このあとも、僕たちは時間を忘れたように映画の話をし続けた。必死に言葉を選んで喋り続ける僕に、アデリアは相槌を打ったり、言葉を返したりと、僕のことをやさしく受け止めてくれた。 やがて会話のネタも尽き、僕はいやでも口を閉じることとなる。黙って、コーラを一口飲むと、少し炭酸が抜けているような気がした。自分でもいつ食べきったのかわからないが、皿の上にはもう何も載っていなかったし、アデリアもそうだった。
沈黙を彼女は気にしていないようだったが、僕がまだ何か言おうとしているのにきづいて、彼女は僕のことを見つめる。
「あのさ……」
「なに?」彼女はすぐに返事をした。
「この間のことだ……」
「昔のこと?」くすりと、彼女は笑う。
「ああ、そう、昔のこと……あのあと本当はきみに連絡しようと思ったんだ。きみがくれた連絡先に。あのあとのきみのことが気になったんだ。でもできなかった」
「なぜ?」
「僕は、君の、何でもないから」
「ううん。友達よ」
アデリアは優しくそう言ったものの、そう言われるとそう言われるとで、僕になにかが刺さるような感じがした。
「そりゃ、そうだけども……」
アイスティーを一口飲んだ彼女は、口を開く。
「あのあとね――二日くらいあとだったかな――別れたの」
「はっ?」
思わず口を大きく開け、上体を前に乗り出してしまった。
「わたしからお願いして無理矢理別れたってかんじなんだけど……もうつらいのは嫌だったし。わたしも馬鹿だった、あんなひとと一緒にいて! ちょっとおかしかったのかも」
「えっと……それはよかったよ! もう安心だね。いや、安心じゃないか。見たところ、あの男、やばい奴には違いないから、きみに粘着してまたなにか嫌なことでもしてきたりするかも……」
「かもしれない。もしそうなったら、どうしよう……」
「警察に相談」
「警察……」
「の、前に、一度僕に相談だな」
僕がそう言うと、アデリアは安心したような表情を見せた。
「うん。そうする。本当にそうするけどいいの?」
「勿論だとも」
頼られたことが照れくさくて、顔を背けるように下を向いて腕時計を見ると、もうすぐで昼休みの時間が終わるころだった。
「気がついたらもうこんな時間だ。昼休みが終わる」
「もう? あっという間ね」
「僕はこのあと講義も何もないからいいけど、君は急がなきゃ。講義があるんでしょ?」
「わたしも急がなくていいの。今日は講義も何もないから」
「そうなんだ……」
どうしたらよいのかがわからない、というのが本音だった。
「とりあえず、トレー返しに行こうか」
ここで、では別の場所で時間を潰そうだのと言えないのが僕だ。(なにが、トレー返そう、だよ)

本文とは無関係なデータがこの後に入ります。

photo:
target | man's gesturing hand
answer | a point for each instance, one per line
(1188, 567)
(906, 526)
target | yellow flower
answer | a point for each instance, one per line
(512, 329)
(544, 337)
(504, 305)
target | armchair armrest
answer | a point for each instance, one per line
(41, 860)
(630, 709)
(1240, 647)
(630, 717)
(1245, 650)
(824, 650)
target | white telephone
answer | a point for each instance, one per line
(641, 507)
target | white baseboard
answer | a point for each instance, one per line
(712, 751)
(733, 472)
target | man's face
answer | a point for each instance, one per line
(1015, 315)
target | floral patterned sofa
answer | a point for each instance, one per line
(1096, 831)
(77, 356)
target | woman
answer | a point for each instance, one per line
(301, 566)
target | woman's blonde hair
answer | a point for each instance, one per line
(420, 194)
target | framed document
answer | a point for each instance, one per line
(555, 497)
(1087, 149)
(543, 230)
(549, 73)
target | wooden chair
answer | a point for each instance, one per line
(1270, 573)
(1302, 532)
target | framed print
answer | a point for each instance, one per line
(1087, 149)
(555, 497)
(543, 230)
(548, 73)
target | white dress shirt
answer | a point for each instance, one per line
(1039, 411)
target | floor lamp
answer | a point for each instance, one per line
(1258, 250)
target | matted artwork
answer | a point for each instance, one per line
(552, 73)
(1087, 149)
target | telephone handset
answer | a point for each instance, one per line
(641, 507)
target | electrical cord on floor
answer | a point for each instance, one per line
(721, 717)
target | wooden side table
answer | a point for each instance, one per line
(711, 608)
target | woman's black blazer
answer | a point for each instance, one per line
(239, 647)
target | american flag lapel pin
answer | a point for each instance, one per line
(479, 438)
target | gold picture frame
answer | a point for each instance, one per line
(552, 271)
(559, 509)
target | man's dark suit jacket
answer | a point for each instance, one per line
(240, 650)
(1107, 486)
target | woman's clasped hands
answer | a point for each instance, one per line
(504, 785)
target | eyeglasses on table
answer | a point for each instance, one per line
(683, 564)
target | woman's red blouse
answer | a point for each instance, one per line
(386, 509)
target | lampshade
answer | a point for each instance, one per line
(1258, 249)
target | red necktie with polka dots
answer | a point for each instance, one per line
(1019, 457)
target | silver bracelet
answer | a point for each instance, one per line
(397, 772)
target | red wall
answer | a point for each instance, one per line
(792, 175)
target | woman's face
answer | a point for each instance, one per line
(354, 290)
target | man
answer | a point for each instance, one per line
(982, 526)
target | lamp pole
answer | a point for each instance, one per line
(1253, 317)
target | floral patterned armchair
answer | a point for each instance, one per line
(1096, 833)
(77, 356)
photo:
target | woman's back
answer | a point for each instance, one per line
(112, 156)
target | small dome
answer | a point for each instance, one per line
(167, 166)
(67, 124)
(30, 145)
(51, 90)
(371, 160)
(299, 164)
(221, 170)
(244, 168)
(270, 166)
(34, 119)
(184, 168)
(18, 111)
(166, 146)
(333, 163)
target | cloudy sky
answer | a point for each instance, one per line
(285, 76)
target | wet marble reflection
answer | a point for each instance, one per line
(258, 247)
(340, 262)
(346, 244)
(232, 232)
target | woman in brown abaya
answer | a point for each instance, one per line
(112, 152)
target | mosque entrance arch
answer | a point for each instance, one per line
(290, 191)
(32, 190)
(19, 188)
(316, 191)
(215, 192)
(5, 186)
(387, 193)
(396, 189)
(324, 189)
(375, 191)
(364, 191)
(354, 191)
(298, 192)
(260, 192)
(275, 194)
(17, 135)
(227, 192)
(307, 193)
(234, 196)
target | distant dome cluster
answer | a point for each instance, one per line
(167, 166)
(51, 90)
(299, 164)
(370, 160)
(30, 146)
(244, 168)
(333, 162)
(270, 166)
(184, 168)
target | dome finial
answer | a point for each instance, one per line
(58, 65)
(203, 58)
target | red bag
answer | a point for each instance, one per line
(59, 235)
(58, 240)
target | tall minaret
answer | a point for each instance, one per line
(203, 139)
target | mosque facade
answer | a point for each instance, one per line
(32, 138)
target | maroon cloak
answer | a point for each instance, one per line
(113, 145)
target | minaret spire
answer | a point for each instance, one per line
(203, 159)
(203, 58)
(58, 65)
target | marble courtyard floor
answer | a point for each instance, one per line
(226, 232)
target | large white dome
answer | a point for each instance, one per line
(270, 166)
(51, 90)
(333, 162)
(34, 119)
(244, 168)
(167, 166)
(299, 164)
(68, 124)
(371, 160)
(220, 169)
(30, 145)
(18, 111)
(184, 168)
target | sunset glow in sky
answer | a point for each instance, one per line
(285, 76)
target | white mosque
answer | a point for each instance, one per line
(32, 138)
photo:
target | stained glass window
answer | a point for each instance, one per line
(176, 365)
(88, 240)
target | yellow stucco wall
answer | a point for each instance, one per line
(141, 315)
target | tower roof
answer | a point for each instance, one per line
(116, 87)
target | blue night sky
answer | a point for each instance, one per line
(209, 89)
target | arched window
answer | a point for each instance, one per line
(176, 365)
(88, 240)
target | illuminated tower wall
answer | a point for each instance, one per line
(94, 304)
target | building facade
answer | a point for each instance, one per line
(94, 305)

しかし、言ってしまったのならしかたない。僕は自分のトレーと、それからアデリアのトレーももちあげる(それを当然のことだという素振りを見せず、アデリアはただ僕に「ありがとう」と言った)。アデリアと二人で、食堂へ向かい、カウンターへトレーを返却した。ここで働いている老婆が、すぐにトレーをひっこめたとき、僕もそれを当然のことだとは思わずに一言だけ感謝をこめて礼を言ったさ。「ごちそうさま」だったけれども。
そのすぐ後に、意外と、僕の言いたかった言葉がすんなりと出てきた。そう、本当に唐突にだ。
食堂で作られているカレーのスパイスにでもやられたか? まさか。この食堂にはカレーだなんてメニューはないし、そもそもアメリカ人はカレーを食べない。
だったら、なぜなのかというと、それは紛れもなく僕は彼女のことが好きで、僕は僕に正直になったからだった。